Paraguay merupakan negara ke 29 di dunia, dan ke lima di benua Amerika Selatan yang akan dikunjungi oleh ajang balap Dakar Rally. Setelah menyelesaikan seri pertama yang sudah dipilih, para pembalap akan melewati perbatasan negara ke Argentina, menuju langsung ke Resistencia untuk seri kedua.
Kenaikan temperatur dan ketinggian akan dapat dirasakan secara bersamaan dengan bergantinya pemandangan yang cukup drastis. Setelah itu pembalap perlu menerapkan teknik, kewaspadaan, dan kejelian untuk dapat melalui jalur menanjak yang cukup ekstrem di Bolivian Altiplano. Bernavigasi selama 6 hari berturut-turut di medan yang mempunyai ketinggian lebih dari 3.500 meter di atas permukaan laun akan memaksa para pembalap dan para ahli navigasi mengeluarkan seluruh kemampuan mereka.
Berbagai rintangan harus dilalui hingga para pembalap dapat mencapai dataran tinggi La Paz, sebuah Ibu Kota tertinggi di dunia. La Paz akan sangat menuntut kebugaran dari para pembalap. Mereka dapat mengalami tingkat kelelahan yang cukup tinggi. Di sana mereka akan beristirahat selama satu hari penuh. Setelah itu reli akan berlanjut ke seri maraton dengan melewati medan jalan yang berpasir dan gundukan pasir dalam perjalanan menuju Uyuni dan Salta.

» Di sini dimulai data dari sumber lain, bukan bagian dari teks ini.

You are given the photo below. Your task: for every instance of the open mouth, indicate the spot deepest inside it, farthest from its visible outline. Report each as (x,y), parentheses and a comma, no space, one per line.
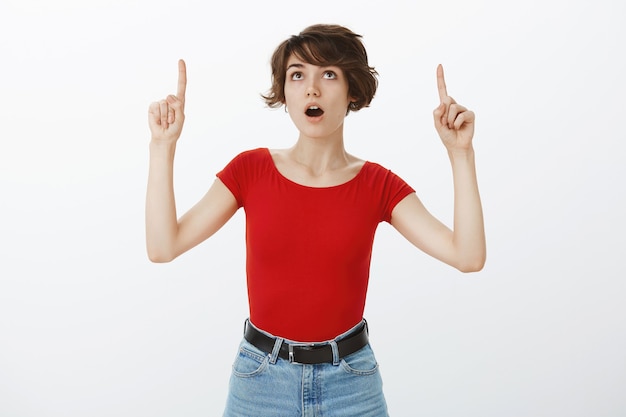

Pada seri ke-9 para pembalap akan menempuh jarak 1.000 kilometer dalam satu hari. Ini akan menjadi tes yang cukup sulit untuk para ahli navigasi. Setelah melewati jalur yang sangat panjang ini, para pembalap akan mendapat kesempatan untuk mengarungi pengalaman yang tidak ada duanya di bukit berpasir San Juan. Seluruh pembalap yang dapat melewati garis akhir akan menjadi pemenang.